March 30, 2013

The Waiting of Holy Saturday

Entrance to Church of the Sepulchre,
where tradition says Jesus died and was buried
Today is Holy Saturday, the day between Good Friday and Easter Sunday.  I keep seeing things on Facebook starting to celebrate Easter, and it seems too soon for me.  I wonder what that it was like for the women and disciples on the day after Jesus died.

I imagine them huddled together, maybe in the same upper room where just a few days before they had celebrated Passover together or maybe they went back to Mary, Martha, and Lazarus’ home in Bethany.  It was the Sabbath, so maybe they went to the local synagogue to pray.  I wonder if they could get the words off their tongue, or if they just got stuck in their throat.  Or maybe they stayed at home so the religious authorities wouldn’t decide to come for them next.

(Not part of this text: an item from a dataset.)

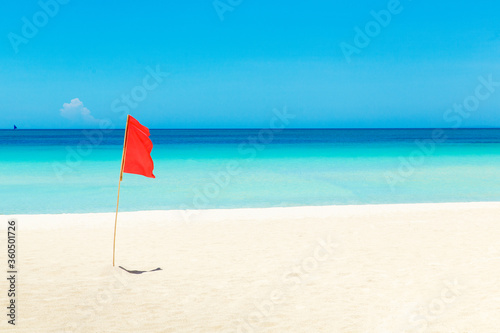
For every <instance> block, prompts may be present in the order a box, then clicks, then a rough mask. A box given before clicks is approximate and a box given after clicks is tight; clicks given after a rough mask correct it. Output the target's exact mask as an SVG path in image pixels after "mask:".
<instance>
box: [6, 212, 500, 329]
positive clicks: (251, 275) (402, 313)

They were grieving.  There was no other choice.  They couldn’t know that when the women went to the tomb the next morning, they would find it empty.  They couldn’t even dream that it would be a possibility.  And so they waited, full of grief and questions.  Unsure of what was happening.  Unable to see beyond the darkness.

There are times in life that feel like that day.  When darkness and questions surround us and we can’t see what the future might hold.  Times of waiting and wondering, when we can’t see beyond the darkness that surrounds us.  

For the women and the disciples, God was working in an amazing way.  Preparing to change the world with the resurrection.  But they couldn’t see that yet. 

This week, I found this quote: "We thought waiting was a parenthesis. It was not. God was working, only we couldn't see it" (The Emotionally Healthy Church by Peter Scazzero, pg. 173).  God was working on Holy Saturday.  I trust that God works in the dark times of our lives, the times that feel like parenthesis, the times we can’t see beyond the darkness. 

I don’t want to skip to celebrating the resurrection yet, because the times of waiting and wondering are important.  They are times that the Holy Spirit can work in us, preparing for new things to come.